KUALA LUMPUR: A pair of red lions pranced around to greet the arrival of Ducati rider Nicky Hayden at the Dainese grand opening in Taman Tun Dr Ismail yesterday.
Hayden was captivated by the lion dance spectacle, especially after being told that the dance was for good luck, which is what he will need as he seeks his first-ever podium finish in the Malaysian Motorcycle Grand Prix at the Sepang International Circuit this weekend.
Hayden, the world champion in 2006, is riding for Ducati this year alongside the legendary Valentino Rossi but has yet to step onto the rostrum at Sepang, where he has had the best results of finishing fourth on five previous occasions.
Rossi, who counts the track among his favourites, already has six wins and three podiums from previous outings here.
“I have never finished in the top three but I have always been very consistent, with five fourth-placed finishes in my career, along with one fifth and a sixth from all my visits. I hope to step up this time,” said the American, who felt that it would be a different challenge here altogether compared to the Australian Grand Prix last week.
“The conditions in Malaysia are typically hot and steamy, very different from what we had at Phillip Island last Sunday.
“The Sepang Circuit has a good mix of everything, so you need the bike to do everything well. There are some long straights, where you need a fast bike that brakes well, and some fast corners.
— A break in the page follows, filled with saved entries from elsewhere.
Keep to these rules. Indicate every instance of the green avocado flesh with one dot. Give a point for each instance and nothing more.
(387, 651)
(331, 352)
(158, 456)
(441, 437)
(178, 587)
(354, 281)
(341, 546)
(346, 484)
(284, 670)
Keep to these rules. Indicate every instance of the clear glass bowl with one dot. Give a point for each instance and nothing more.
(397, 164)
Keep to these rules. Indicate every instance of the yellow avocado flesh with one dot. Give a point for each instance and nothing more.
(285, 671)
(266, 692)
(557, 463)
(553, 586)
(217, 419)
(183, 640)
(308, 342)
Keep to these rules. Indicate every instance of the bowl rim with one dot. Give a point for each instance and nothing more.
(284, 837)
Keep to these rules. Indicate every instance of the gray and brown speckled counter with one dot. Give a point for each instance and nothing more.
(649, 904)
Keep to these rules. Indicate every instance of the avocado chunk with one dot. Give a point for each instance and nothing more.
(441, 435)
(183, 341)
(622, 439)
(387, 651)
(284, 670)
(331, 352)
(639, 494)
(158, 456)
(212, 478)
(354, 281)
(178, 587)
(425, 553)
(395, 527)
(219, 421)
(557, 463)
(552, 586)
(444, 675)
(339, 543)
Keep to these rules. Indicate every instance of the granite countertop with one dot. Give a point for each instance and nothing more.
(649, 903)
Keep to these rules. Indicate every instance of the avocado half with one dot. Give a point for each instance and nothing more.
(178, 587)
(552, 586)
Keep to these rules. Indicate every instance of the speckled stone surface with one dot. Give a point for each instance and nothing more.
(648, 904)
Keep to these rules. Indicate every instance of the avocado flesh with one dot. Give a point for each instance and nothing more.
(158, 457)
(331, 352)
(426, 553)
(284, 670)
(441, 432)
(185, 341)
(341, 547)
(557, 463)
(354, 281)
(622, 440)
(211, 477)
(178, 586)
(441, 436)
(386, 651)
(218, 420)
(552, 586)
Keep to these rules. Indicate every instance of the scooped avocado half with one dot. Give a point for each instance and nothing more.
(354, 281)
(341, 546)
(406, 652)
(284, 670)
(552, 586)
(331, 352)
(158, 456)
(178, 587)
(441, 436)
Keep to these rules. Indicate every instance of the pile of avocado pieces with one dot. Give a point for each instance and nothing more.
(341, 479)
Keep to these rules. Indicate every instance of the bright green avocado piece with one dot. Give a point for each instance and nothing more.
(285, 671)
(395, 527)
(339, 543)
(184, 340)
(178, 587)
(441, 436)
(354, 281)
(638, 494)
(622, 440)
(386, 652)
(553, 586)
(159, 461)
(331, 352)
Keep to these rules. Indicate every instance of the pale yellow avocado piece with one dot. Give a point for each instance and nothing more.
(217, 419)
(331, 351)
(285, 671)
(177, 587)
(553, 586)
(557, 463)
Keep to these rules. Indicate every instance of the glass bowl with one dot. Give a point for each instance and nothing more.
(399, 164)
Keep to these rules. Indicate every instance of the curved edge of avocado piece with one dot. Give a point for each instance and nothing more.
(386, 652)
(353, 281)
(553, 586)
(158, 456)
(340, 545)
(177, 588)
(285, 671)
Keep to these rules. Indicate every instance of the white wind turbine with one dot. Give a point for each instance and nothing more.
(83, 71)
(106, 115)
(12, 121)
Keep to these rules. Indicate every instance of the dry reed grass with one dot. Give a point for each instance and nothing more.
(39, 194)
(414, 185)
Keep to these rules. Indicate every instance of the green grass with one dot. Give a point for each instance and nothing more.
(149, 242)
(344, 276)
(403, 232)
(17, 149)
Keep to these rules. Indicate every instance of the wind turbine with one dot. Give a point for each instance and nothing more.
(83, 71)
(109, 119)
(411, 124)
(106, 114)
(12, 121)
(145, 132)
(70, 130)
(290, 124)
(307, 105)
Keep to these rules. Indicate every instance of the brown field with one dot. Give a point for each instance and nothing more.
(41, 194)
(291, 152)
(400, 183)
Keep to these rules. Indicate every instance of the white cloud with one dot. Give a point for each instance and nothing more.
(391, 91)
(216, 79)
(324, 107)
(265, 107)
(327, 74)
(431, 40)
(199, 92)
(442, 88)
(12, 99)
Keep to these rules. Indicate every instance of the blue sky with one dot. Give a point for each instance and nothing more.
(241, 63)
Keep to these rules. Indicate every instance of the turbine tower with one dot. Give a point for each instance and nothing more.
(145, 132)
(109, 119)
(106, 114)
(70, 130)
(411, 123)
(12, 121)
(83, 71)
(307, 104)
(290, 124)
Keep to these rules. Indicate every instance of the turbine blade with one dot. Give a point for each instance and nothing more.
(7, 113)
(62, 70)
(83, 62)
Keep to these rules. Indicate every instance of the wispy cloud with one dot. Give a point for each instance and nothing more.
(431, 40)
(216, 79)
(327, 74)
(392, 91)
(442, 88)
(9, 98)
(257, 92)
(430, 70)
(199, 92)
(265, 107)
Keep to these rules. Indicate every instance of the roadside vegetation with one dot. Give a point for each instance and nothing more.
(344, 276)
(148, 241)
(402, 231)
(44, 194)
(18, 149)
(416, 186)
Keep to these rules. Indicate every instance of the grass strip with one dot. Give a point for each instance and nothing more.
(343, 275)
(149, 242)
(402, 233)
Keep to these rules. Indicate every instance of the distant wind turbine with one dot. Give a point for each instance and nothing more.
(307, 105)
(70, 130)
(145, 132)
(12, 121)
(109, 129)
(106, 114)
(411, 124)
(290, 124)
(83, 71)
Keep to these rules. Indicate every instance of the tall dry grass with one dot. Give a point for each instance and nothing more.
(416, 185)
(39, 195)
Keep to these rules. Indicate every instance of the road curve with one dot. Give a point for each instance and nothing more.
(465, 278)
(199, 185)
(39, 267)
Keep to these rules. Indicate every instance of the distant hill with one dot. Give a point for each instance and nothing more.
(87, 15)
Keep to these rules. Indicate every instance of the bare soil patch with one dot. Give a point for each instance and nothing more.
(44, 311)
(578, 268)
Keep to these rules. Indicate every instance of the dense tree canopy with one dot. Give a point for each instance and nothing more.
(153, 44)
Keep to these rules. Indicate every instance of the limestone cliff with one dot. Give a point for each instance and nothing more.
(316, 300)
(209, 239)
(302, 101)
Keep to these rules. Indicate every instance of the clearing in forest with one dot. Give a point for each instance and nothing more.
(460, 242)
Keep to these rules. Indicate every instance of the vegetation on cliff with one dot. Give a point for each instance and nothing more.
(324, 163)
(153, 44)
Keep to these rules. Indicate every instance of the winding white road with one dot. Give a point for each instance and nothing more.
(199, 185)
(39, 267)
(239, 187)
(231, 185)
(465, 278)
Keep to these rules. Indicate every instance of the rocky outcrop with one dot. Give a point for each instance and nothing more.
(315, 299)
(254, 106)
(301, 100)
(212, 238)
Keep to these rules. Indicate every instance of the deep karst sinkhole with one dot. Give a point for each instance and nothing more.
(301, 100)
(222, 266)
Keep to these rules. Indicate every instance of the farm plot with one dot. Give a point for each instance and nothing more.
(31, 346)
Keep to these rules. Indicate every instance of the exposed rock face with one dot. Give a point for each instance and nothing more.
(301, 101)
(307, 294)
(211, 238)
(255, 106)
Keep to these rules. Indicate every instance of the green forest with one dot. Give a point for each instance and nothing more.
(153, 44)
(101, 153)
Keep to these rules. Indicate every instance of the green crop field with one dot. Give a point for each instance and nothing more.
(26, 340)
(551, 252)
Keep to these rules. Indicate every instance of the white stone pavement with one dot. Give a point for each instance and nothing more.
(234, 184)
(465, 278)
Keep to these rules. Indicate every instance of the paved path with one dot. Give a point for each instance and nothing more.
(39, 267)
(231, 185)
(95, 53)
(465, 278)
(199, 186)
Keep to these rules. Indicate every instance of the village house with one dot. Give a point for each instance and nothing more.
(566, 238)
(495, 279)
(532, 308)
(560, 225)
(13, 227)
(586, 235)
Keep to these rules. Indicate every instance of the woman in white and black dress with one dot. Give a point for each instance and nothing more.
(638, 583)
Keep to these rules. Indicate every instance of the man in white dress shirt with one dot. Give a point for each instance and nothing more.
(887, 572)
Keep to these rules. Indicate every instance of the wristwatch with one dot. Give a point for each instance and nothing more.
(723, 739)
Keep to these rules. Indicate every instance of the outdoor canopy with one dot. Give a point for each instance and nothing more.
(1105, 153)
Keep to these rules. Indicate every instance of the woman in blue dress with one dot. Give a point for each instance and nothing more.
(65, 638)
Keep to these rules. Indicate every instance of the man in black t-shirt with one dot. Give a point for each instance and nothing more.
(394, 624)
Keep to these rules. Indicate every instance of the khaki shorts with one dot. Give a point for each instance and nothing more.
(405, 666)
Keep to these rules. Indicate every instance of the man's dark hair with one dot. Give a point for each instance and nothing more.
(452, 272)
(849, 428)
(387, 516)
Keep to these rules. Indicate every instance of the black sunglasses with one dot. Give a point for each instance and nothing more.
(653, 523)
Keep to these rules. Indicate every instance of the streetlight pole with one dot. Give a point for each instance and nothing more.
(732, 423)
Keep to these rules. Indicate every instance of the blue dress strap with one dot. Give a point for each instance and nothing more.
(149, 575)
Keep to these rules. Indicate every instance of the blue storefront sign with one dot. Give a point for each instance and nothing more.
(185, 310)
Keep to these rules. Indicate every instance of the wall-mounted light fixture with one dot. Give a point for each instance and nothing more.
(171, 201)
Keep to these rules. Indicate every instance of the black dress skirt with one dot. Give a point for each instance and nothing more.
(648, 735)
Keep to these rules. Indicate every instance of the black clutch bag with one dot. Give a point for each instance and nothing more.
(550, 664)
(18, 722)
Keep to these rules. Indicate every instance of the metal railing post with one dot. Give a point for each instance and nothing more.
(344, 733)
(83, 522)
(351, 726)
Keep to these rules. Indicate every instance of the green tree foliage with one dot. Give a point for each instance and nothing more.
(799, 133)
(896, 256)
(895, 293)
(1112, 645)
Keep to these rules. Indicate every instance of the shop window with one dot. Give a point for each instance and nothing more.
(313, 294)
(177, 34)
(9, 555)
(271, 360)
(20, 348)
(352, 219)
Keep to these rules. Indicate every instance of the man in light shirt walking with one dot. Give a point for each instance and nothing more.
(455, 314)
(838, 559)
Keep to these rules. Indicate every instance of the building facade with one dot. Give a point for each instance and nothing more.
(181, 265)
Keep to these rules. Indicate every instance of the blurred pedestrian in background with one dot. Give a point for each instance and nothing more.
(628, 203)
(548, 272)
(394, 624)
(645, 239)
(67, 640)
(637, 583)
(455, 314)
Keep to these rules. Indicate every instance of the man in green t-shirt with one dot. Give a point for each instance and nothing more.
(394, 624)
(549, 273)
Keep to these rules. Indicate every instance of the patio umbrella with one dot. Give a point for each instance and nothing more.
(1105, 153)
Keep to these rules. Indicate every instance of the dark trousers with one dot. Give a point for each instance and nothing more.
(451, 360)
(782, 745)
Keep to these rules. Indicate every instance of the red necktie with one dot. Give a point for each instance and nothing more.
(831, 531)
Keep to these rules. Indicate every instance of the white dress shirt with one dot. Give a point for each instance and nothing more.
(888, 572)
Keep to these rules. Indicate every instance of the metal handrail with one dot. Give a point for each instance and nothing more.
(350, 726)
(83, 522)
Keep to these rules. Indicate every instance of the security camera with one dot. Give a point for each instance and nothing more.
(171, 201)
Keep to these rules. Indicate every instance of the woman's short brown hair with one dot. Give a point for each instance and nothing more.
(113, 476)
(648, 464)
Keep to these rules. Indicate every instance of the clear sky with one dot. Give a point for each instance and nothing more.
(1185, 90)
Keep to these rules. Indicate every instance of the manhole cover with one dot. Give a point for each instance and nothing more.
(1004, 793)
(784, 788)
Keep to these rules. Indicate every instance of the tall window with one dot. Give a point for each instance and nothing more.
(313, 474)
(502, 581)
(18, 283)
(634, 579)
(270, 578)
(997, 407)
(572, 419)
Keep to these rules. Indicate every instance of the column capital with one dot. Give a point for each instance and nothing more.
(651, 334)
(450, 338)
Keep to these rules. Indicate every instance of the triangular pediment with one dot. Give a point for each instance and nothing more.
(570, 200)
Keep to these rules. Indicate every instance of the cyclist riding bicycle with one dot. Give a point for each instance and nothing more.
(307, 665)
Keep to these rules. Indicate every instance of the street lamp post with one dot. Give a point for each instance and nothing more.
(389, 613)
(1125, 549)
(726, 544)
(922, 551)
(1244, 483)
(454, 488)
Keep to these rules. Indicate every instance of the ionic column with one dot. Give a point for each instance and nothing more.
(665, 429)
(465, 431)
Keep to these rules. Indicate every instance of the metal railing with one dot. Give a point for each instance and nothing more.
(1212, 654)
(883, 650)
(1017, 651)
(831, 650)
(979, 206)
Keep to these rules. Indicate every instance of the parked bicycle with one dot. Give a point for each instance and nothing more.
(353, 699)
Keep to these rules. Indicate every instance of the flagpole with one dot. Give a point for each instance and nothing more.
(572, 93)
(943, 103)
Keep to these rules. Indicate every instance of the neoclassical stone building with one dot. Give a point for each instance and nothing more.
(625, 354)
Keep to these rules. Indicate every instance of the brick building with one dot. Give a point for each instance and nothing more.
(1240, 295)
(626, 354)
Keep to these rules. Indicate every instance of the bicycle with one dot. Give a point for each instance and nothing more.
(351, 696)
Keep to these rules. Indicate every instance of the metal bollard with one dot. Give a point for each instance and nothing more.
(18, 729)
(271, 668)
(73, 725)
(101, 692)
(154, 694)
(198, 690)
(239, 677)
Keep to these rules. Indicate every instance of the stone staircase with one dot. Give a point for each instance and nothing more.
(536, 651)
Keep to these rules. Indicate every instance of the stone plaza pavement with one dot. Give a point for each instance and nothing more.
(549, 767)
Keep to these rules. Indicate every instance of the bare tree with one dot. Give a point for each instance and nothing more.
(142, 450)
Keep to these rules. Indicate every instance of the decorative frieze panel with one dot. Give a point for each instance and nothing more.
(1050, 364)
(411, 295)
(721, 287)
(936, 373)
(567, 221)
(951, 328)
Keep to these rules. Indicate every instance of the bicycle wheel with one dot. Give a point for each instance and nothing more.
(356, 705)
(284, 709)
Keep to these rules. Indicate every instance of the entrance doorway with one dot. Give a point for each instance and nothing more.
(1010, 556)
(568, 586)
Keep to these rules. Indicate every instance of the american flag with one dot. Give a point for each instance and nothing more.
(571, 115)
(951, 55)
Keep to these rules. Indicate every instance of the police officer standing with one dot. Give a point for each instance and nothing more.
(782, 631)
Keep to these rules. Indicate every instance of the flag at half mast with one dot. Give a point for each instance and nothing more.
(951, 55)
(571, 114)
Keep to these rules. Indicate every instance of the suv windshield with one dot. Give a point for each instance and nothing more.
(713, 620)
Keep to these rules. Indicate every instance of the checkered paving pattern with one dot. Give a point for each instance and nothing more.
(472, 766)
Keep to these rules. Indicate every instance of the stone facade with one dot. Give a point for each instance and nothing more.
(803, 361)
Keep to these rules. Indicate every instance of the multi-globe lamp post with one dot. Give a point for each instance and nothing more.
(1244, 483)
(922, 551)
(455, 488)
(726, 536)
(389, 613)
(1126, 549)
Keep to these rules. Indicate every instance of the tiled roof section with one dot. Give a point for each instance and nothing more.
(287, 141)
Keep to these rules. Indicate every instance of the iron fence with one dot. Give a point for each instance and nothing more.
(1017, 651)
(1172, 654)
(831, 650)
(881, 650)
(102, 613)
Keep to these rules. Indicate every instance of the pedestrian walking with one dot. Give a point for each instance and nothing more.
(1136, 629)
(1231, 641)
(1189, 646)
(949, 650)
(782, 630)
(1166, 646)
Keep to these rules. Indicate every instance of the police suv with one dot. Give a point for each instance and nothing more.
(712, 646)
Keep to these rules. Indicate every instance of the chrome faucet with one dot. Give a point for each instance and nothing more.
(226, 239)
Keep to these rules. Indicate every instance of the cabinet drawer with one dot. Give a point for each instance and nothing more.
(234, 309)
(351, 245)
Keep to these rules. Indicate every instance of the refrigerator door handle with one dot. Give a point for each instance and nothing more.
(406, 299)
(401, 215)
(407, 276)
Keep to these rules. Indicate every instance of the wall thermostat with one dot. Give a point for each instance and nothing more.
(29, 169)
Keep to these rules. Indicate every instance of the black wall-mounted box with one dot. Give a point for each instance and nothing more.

“There are also some slow little hairpins ... so it’s a good mix of everything that really challenges the rider and his bike.
“It will be interesting to get back on this track after spending a lot of time here in February (winter testing),” added the 30-year-old from Kentucky.
Hayden needs to do well here if he hopes to finish better than his illustrious team-mate Rossi.
Hayden is just behind Rossi in eighth spot on 132 points. Rossi has 139 points with the field heading for the final round of the championship in Valencia in two weeks’ time.
Hayden was a special guest at the grand opening of international bike apparel and accessories brand Dainese, which specialises in protective wear for motorcycling and downhill skiing.
It has also developed an innovative suit that has an airbag integrated into the one-piece leather suit, which inflates when the internal microprocessor detects a crash.
Hayden was appreciative and he will be among the riders using it in the MotoGP this year.
“At the speed we are going, we are bound to crash as everyone is pushing the barriers. Health is important for me as it is an 18-round championship. It is comfortable and I don’t feel it when I’m wearing it,” said Hayden.